R Tutorials--Chi Square Goodness of Fit Test

CHI SQUARE GOODNESS OF FIT TEST

Syntax

From the help page, the syntax of the chisq.test() function is...

chisq.test(x, y = NULL, correct = TRUE,
           p = rep(1/length(x), length(x)), rescale.p = FALSE,
           simulate.p.value = FALSE, B = 2000)

This function is used for both the goodness of fit test and the test of independence, and which it does depends upon what kind of data you feed it. If "x" is a numeric vector or a one-dimensional table of numerical values, a goodness of fit test will be done (or attempted), treating "x" as a vector of observed frequencies. If "x" is a 2-D table, array, or matrix, then it is assumed to be a contingency table of frequencies, and a test of independence will be done.
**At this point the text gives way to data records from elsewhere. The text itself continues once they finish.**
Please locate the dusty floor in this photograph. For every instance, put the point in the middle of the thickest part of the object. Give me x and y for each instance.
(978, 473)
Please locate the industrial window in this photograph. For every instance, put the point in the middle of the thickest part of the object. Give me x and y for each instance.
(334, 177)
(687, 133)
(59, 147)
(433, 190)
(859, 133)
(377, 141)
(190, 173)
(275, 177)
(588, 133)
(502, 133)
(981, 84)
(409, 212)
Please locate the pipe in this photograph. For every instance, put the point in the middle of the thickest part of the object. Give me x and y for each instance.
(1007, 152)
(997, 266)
Ignore "y". (See the help page if you must know.) The "correct=TRUE" option applies the Yates continuity correction when "x" is a 2x2 table. Set this to FALSE if the correction is not desired. For the goodness of fit test, set "p" equal to the null hypothesized proportions or probabilies for each of the categories represented in the vector "x". These must add exactly to 1. In the examples, I'll also illustrate how this vector can be set to the expected frequencies. The default is equal frequencies or probabilities. The remaining options can be ignored.

Textbook Problems

"Professor Bumblefuss takes a random sample of students enrolled in Statistics 101 at ABC University. He finds the following: there are 25 freshman in the sample, 32 sophomores, 18 juniors, and 20 seniors. Test the null hypothesis that freshman, sophomores, juniors, and seniors are equally represented among students signed up for Stat 101."

This is a goodness of fit test with equal expected frequencies. The "p" vector does not need to be specified, since equal frequencies is the default. The observed frequencies can be fed directly into the test, using c() to collect them into a vector, or the frequencies can be put into a vector first and the name of the vector fed to the test.
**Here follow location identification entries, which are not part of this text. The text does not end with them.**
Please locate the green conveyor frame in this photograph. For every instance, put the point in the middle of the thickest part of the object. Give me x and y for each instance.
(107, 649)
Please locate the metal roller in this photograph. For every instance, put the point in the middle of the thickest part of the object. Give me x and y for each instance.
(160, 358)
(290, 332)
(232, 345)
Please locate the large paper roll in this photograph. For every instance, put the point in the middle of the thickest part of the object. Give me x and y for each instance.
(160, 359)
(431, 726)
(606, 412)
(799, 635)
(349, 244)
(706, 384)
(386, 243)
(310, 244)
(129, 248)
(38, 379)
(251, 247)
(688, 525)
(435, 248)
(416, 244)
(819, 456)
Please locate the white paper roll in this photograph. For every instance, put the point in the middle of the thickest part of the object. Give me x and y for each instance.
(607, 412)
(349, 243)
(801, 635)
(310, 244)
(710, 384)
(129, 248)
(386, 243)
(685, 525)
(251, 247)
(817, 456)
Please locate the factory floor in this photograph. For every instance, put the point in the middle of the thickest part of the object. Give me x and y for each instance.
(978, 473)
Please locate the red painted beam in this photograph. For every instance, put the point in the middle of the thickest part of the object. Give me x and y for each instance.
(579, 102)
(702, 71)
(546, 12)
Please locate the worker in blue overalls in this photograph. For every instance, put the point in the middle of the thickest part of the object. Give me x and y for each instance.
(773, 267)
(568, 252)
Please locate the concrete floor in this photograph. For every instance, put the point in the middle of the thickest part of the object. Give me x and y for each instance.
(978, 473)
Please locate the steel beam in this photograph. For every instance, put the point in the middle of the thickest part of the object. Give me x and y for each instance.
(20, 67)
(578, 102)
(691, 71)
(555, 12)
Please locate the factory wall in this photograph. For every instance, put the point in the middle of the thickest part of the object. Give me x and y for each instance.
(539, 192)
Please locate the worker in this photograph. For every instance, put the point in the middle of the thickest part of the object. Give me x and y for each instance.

> chisq.test(c(25,32,18,20))           # or freqs=c(25,32,18,20); chisq.test(freqs)

        Chi-squared test for given probabilities

data:  c(25, 32, 18, 20) 
X-squared = 4.9158, df = 3, p-value = 0.1781

Either way, the null hypothesis cannot be rejected at alpha = .05.

"Professor Iconoclast argues that Bumblefuss is wrong, and that the number of freshman and sophomores enrolled is each twice the number of juniors and the number of seniors. Test Iconoclast's hypothesis from these same data."

Now the expected frequencies are no longer equal, so a "p" vector must be specified. A little algebra leads us to the expected probabilities of 1/3, 1/3, 1/6, and 1/6. Since these numbers are awkward to enter as decimal numbers, they are best entered as fractions, letting R do the arithmetic for us. (You should always use fractions, when possible.)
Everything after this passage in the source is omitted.